Some phishing scammers are skipping the tough work of building realistic-looking Web sites, a security firm said Monday, and are instead taking advantage of an old vulnerability to put forms soliciting confidential data right in their spammed messages.
According to the U.K.-based Internet security and research firm Netcraft, the HTML mail masquerades as a security verification message from PayPal, and asks the recipient to fill out an HTML form that includes fields for credit card account number, Social Security number, and mother's maiden name. "Completing all of the checklist items will automatically restore your account access," the message says.
The mail, of course, is bogus, and the form results are instead mailed to a Yahoo account using a CGI script hosted by a Brazilian hosting service.

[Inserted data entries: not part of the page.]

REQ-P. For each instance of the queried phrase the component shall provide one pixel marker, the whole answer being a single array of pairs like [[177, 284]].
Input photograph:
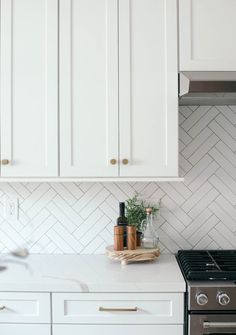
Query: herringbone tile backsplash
[[79, 217]]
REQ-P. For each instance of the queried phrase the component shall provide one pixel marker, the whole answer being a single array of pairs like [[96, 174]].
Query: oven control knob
[[202, 299], [223, 299]]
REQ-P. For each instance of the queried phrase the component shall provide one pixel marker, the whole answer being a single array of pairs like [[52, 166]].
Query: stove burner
[[208, 265]]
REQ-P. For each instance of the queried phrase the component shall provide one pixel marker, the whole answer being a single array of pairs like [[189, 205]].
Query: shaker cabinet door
[[29, 88], [88, 88], [207, 35], [148, 88]]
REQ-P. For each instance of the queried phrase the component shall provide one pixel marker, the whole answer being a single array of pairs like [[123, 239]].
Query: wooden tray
[[131, 256]]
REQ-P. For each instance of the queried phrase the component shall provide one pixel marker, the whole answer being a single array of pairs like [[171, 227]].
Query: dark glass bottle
[[122, 221]]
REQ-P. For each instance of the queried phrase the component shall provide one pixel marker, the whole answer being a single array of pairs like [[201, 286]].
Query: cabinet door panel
[[88, 88], [24, 329], [207, 35], [29, 121], [118, 329], [148, 88]]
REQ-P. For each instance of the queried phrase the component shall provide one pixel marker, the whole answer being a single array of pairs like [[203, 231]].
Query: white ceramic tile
[[199, 213]]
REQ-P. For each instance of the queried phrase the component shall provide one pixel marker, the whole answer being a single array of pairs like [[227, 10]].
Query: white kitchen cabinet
[[24, 329], [148, 88], [118, 88], [107, 308], [29, 88], [117, 329], [88, 88], [24, 307], [207, 35]]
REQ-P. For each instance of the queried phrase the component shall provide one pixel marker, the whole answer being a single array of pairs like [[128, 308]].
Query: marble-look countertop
[[90, 273]]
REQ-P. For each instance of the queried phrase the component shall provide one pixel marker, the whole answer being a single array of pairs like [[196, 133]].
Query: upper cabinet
[[207, 34], [117, 115], [148, 105], [118, 88], [29, 81]]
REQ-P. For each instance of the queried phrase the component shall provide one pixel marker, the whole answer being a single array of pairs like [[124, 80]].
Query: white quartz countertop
[[90, 273]]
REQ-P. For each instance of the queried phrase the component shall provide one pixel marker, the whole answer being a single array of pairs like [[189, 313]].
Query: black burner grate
[[208, 265]]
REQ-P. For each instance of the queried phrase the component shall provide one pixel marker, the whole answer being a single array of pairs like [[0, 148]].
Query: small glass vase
[[149, 239]]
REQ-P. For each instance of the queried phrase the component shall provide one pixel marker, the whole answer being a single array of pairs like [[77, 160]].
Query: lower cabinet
[[24, 329], [118, 329]]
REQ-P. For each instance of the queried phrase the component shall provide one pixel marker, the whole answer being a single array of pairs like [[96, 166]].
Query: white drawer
[[118, 329], [118, 308], [18, 307]]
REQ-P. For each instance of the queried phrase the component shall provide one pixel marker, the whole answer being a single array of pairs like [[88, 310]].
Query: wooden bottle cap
[[131, 230]]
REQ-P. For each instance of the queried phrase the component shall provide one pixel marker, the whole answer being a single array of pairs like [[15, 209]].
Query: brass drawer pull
[[118, 309], [5, 161], [113, 161]]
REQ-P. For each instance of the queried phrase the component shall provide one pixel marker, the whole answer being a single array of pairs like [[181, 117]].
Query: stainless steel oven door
[[212, 324]]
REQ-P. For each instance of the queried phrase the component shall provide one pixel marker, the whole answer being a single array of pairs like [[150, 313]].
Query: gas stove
[[210, 304]]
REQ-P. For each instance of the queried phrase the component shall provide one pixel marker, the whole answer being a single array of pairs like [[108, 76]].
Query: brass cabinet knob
[[5, 161], [113, 161], [125, 161]]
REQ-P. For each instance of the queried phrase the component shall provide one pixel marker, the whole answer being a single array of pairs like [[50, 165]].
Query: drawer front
[[21, 329], [18, 307], [118, 329], [105, 308]]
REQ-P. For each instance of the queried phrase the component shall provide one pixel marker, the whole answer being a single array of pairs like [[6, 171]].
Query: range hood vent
[[206, 88]]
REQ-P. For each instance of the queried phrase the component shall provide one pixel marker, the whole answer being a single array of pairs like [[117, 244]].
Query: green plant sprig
[[136, 211]]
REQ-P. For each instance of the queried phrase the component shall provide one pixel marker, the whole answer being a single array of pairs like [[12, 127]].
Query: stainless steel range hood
[[207, 88]]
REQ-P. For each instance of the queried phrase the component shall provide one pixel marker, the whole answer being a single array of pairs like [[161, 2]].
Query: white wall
[[199, 213]]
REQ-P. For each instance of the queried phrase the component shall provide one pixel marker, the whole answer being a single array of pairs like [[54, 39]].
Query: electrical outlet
[[11, 209]]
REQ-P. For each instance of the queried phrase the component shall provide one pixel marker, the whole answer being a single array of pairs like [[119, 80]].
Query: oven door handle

"Phishing typically collects data through a site that imitates a bank or online retailer. By including the data collector in an HTML e-mail, the new attack eliminates a step in the process, allowing phishing scams to steal sensitive information without constructing an elaborate fraudulent Web site," said Netcraft in an advisory.
The ploy takes advantage of a known vulnerability in Formmail, a form-to-mail Perl script that was maliciously used in 2001 to generate huge quantities of anonymous spam. Most hosting vendors have since replaced the original with customized versions, or substituted secure scripts like the NMS Project, said Netcraft.
Apparently, the Brazilian host used by these phishers is an exception.